Armada solamente con un cuaderno, un lápiz y una almohada a modo de mesa sobre mi falda, comencé a escribir desde mi lecho.

Aquellas letras no son las mismas que ustedes ahora están leyendo, pero sí fueron la patada inicial para convencerme a dejar un testimonio grabado. Posteriormente usé estos precarios borradores para guiarme en el armado de mi bitácora.

Al principio desconocía como empezar, así que decidí no dar demasiadas vueltas con monótonas introducciones, solo quería dejar marcado lo concreto, aquello que me había obligado a querer levantar mí relato: estaba muerta de miedo.

Comencé a enumerar en una especie de lista todos los hechos que antes había rememorado. A modo de horario marqué mi rutina en Obregón para luego, consecuentemente en un clímax necesario, describir a ese monstruo.

Sabe la vida que me faltaron adjetivos, pero me sobraron imágenes mentales. Mi escritura no le hacía honor a su porte de penuria, pero me esforcé lo suficiente a tal punto de nuevamente comenzar a sentir escalofríos.

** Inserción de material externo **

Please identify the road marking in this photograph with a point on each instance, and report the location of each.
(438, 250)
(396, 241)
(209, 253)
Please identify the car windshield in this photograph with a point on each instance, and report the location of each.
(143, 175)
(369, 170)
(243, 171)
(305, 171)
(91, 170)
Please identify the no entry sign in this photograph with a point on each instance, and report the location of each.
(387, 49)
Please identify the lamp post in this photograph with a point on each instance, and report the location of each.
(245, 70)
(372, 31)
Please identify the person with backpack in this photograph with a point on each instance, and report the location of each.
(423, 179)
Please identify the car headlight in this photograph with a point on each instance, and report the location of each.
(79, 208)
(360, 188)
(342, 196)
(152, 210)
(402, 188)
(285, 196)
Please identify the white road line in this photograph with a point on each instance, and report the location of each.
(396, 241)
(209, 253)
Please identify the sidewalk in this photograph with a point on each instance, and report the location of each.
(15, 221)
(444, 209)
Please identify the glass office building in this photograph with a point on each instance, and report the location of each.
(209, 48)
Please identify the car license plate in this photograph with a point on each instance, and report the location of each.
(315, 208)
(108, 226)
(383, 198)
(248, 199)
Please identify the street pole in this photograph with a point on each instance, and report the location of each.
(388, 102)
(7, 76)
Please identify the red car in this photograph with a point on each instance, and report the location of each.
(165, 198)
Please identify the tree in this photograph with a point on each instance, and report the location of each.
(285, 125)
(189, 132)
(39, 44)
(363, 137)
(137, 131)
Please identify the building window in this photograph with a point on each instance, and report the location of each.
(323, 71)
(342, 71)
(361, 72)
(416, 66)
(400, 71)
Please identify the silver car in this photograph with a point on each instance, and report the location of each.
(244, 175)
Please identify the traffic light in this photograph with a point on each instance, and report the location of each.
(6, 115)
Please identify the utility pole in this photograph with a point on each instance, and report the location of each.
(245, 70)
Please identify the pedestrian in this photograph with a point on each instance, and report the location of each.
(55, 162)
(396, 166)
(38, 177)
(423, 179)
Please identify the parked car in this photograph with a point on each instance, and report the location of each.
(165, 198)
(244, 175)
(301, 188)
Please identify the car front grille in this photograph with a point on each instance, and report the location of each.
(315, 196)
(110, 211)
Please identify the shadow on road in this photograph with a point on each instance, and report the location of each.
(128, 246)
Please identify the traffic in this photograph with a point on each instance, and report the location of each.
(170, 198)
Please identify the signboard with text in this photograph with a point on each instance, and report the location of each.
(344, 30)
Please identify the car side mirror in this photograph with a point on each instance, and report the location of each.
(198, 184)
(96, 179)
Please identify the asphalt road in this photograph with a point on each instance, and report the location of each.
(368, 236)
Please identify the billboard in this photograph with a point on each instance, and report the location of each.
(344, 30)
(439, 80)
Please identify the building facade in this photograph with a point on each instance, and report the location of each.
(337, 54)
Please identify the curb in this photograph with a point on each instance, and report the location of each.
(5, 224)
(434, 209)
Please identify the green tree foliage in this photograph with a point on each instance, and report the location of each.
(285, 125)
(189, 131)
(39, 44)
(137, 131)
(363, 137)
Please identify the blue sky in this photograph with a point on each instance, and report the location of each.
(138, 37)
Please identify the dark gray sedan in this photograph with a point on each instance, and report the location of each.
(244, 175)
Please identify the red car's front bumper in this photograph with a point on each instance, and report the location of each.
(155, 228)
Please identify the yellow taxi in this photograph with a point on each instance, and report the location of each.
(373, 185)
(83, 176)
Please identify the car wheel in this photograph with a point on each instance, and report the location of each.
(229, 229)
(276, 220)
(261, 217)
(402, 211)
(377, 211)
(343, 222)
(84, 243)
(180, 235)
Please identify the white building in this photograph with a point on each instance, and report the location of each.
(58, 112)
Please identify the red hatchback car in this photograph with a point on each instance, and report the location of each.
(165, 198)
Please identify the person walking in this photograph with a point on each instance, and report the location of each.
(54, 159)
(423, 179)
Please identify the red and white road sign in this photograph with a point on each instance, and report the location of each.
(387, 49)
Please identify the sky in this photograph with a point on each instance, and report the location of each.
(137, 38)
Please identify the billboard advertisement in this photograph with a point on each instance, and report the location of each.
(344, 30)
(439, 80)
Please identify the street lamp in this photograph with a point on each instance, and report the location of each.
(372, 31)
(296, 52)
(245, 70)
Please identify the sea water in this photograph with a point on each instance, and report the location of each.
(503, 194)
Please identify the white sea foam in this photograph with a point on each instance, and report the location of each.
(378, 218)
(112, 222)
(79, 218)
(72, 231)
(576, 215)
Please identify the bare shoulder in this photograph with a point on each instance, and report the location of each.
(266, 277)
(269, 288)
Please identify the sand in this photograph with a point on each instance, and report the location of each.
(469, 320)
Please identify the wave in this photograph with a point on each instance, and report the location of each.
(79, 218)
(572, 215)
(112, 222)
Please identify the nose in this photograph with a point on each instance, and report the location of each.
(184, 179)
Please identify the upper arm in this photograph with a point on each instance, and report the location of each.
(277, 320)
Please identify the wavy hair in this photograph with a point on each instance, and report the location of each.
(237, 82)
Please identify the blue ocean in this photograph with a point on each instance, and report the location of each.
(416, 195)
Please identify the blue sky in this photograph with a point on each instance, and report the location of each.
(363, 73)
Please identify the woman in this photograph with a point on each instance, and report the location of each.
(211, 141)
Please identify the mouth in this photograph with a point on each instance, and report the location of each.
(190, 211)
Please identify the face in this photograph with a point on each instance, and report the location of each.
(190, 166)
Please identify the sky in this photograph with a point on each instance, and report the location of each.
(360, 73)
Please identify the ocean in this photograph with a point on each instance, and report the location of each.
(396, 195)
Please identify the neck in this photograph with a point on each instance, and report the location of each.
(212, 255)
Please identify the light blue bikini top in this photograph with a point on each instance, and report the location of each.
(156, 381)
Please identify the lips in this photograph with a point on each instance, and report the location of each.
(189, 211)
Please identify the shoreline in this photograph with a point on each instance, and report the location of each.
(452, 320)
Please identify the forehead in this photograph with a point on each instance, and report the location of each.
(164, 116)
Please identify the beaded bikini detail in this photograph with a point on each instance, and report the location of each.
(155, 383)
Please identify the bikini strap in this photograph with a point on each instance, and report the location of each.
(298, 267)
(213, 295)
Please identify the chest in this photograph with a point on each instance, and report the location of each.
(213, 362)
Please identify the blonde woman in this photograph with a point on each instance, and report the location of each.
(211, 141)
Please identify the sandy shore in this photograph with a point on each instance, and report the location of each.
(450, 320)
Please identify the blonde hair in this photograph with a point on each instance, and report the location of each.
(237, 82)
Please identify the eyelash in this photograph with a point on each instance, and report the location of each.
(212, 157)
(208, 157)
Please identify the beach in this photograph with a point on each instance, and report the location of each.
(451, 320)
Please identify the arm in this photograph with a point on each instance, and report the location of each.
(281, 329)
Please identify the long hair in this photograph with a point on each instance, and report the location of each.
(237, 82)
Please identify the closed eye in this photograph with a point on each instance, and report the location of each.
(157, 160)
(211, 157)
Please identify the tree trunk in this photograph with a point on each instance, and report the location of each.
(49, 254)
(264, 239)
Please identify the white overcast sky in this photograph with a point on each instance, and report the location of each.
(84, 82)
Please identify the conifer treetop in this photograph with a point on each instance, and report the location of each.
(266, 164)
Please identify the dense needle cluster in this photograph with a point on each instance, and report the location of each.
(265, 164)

Ropa casi de gala, rostro huesudo, andar crepitante... Sin duda alguna revivía mi trauma en cada simple movimiento del lápiz mientras aún desconocía la veracidad de mi quimera.

Dudosa, cerré los ojos un momento luego de rellenar la primera página, intenté estirar un poco las piernas casi sacando los pies por un costado del catre, pero el tronar de mis propios huesos no colaboró a mi frágil estado mental.

¿Qué pensaría mi madre si yo le contase lo que había vivido? Aquella incógnita apareció cuando por un momento me sentí como una niña enferma ansiosa de los cuidados de una matriarca, pero rápidamente me respondí sola; ella solo hubiera sonreído mientras qué mencionaba mi inquieta imaginación.

Por otro lado, mi padre... Bueno, hubiera sido merecedora de su total apatía al punto de ignorarme. Condenando mis delirios al olvido de su memoria.

Fue allí, al traer mi imagen paterna al tablero, que recordé algo que hasta el momento no había tomado en cuenta. En mi delirio, o vivencia, aún no he escogido con cuál alternativa quedarme, que la voz de Jonás se escuchó fuerte y clara en los matices de mi memoria. "Es el padre de Luz"

¿Por qué me había dicho eso? Bien sé yo que mis dos alumnos son huérfanos y que no poseen ningún familiar cercano o lejano que quisiese velar por su bienestar.

Una gota helada cayó por mi frente... ¿Será aquel ser un fantasma? Negué repetidas veces ante mí propia suposición, no quería creerlo, pero, ¿Es posible que un alma ya encomendada a nuestro Dios retornase a nuestro plano mundano solo para acompañar a su hija? Aquello era atemorizante y a la vez gravemente dulce.

Anoté aquella conjetura olvidándome por completo de dibujar mis trazos, mis letras apresuradas comenzaban a asimilarse con infantiles garabatos a causa de mi mano temblante.

Paré unos momentos, necesitaba calmarme. Si mí lado fantasioso salía a flote también necesitaba que su contraparte juiciosa tuviera su merecida mención. Así la balanza se equilibraría y yo podría tomar una decisión en cuanto a mi juicio.

Dejé de escribir y tracé una fuerte línea vertical que dividió la hoja en dos columnas. En un lado pondría a mi ser de pesadilla y en el otro a mi delirio febril.